Wie man mit dem Laufen beginnt und nach einer Woche nicht aufgibt: ein Leitfaden, der wirklich funktioniert

Laufen wirkt immer einfach – bis man es selbst ausprobiert.Es klingt simpel: Schuhe anziehen, rausgehen und loslaufen. Doch nach fünf Minuten wird die Atmung schneller, das Herz schlägt stärker und der Gedanke kommt: „Vielleicht ist das nichts für mich?“

Laufen wirkt immer einfach – bis man es selbst ausprobiert.

Es klingt simpel: Schuhe anziehen, rausgehen und loslaufen.
Doch nach fünf Minuten wird die Atmung schneller, das Herz schlägt stärker und der Gedanke kommt: „Vielleicht ist das nichts für mich?“

Und genau hier machen Anfänger den größten Fehler: Sie laufen zu schnell und zu viel.
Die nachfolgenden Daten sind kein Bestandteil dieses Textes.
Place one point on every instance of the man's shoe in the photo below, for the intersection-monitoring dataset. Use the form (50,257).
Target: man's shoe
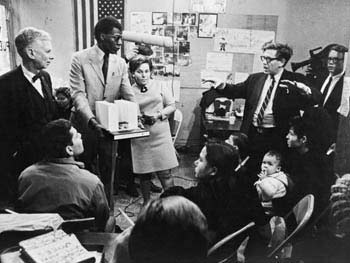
(131,190)
(155,188)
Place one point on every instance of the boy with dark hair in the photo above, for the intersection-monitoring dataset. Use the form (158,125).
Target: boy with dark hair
(59,184)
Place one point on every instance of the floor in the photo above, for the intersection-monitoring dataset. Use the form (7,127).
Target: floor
(183,176)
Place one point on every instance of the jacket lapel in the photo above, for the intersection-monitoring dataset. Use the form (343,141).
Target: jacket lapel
(96,64)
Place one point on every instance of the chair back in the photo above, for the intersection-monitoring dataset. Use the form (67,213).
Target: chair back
(302,212)
(177,124)
(227,239)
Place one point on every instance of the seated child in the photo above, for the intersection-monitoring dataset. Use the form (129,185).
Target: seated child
(272,181)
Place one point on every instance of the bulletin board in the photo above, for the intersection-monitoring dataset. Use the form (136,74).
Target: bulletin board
(199,47)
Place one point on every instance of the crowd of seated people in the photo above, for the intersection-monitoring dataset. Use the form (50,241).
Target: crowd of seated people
(290,153)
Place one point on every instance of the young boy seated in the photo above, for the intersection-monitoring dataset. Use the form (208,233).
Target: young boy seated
(272,181)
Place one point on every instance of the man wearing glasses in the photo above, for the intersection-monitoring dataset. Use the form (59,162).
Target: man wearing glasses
(331,86)
(96,74)
(272,98)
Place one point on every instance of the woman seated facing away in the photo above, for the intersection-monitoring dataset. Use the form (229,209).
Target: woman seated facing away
(171,230)
(226,203)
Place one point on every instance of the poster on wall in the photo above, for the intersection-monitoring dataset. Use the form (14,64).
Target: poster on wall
(159,18)
(241,40)
(219,61)
(141,22)
(207,25)
(206,6)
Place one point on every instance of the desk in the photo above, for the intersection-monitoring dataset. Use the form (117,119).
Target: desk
(220,129)
(114,138)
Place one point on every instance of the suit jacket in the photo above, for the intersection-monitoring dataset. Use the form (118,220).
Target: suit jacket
(286,102)
(23,113)
(89,86)
(333,102)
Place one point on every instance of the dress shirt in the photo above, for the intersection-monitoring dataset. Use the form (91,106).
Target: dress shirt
(29,76)
(332,85)
(268,120)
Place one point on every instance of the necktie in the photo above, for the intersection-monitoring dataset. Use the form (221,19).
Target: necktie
(44,85)
(326,89)
(265,102)
(105,65)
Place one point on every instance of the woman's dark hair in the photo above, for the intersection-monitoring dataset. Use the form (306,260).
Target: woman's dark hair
(223,156)
(105,25)
(56,137)
(137,61)
(171,229)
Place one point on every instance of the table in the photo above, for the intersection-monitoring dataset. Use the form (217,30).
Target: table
(114,138)
(219,128)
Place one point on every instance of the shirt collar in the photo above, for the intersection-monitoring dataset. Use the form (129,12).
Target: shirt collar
(277,77)
(29,75)
(66,160)
(99,52)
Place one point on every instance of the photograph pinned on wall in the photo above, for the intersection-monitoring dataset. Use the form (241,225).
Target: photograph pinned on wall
(172,71)
(188,19)
(159,18)
(192,32)
(184,47)
(170,58)
(158,70)
(158,30)
(169,31)
(141,22)
(172,49)
(184,60)
(182,33)
(207,25)
(177,18)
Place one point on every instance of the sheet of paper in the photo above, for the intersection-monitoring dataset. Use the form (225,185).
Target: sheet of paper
(219,61)
(241,40)
(208,6)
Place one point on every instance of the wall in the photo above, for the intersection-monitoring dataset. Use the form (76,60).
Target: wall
(56,18)
(304,24)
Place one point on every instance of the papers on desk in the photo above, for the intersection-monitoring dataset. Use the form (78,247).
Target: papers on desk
(118,116)
(56,247)
(29,222)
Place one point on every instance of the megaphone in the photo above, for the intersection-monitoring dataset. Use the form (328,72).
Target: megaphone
(161,41)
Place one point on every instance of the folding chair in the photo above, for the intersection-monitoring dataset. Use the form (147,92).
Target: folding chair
(302,212)
(215,248)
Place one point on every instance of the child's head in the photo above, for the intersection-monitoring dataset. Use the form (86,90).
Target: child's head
(63,97)
(216,158)
(241,141)
(297,135)
(271,163)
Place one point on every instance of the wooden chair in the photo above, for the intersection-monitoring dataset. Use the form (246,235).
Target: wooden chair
(215,248)
(302,212)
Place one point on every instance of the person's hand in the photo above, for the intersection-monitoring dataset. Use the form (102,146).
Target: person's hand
(287,84)
(214,83)
(99,130)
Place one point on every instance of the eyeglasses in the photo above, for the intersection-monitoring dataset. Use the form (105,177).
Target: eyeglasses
(267,59)
(116,37)
(334,60)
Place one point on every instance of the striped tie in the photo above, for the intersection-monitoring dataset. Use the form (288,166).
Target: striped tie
(265,102)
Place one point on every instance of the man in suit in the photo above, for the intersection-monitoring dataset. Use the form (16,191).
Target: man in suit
(272,98)
(26,105)
(98,73)
(331,85)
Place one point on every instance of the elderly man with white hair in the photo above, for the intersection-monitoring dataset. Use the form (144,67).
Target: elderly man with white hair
(26,105)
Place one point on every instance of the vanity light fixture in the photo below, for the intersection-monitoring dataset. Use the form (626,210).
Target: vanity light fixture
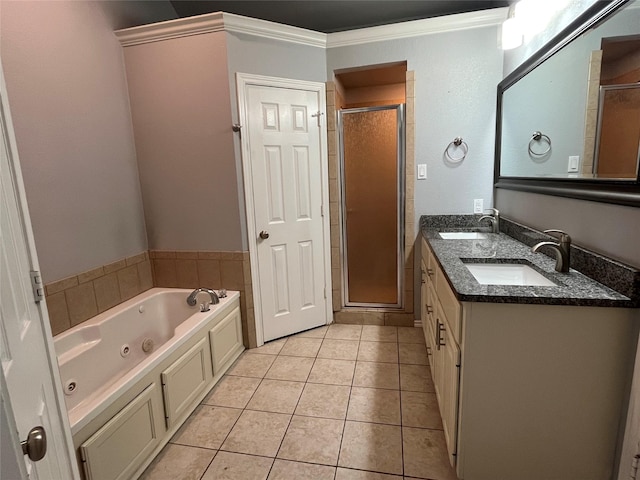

Die gute Nachricht: Laufen bedeutet nicht Leiden.
Es bedeutet Anpassung.

Und wenn man es richtig angeht, gewöhnt sich der Körper erstaunlich schnell daran und beginnt es sogar zu mögen.

Zuerst gehen — und das ist völlig in Ordnung

Die am meisten unterschätzte Phase ist einfaches Gehen.

Wenn du lange keinen Sport gemacht hast, starte mit einer einfachen Regel:
10.000 Schritte pro Tag für eine Woche.

Das ist keine magische Zahl, sondern ein sanfter Einstieg:

  • Gelenke werden beweglicher;
  • die Atmung stabilisiert sich;
  • das Herz passt sich an;
  • Grundausdauer entsteht.

Die Rettungsformel: Laufen + Gehen

Der häufigste Fehler ist, sofort „wie ein Profi“ laufen zu wollen.

Besser funktioniert Intervalltraining:

3 Minuten lockeres Laufen → 2 Minuten Gehen
6 Wiederholungen

Gesamt: ca. 30 Minuten Training.

Wichtig: kein Sprint.
Du solltest während des Laufens sprechen können.

Wenn das nicht geht, ist das Tempo zu hoch.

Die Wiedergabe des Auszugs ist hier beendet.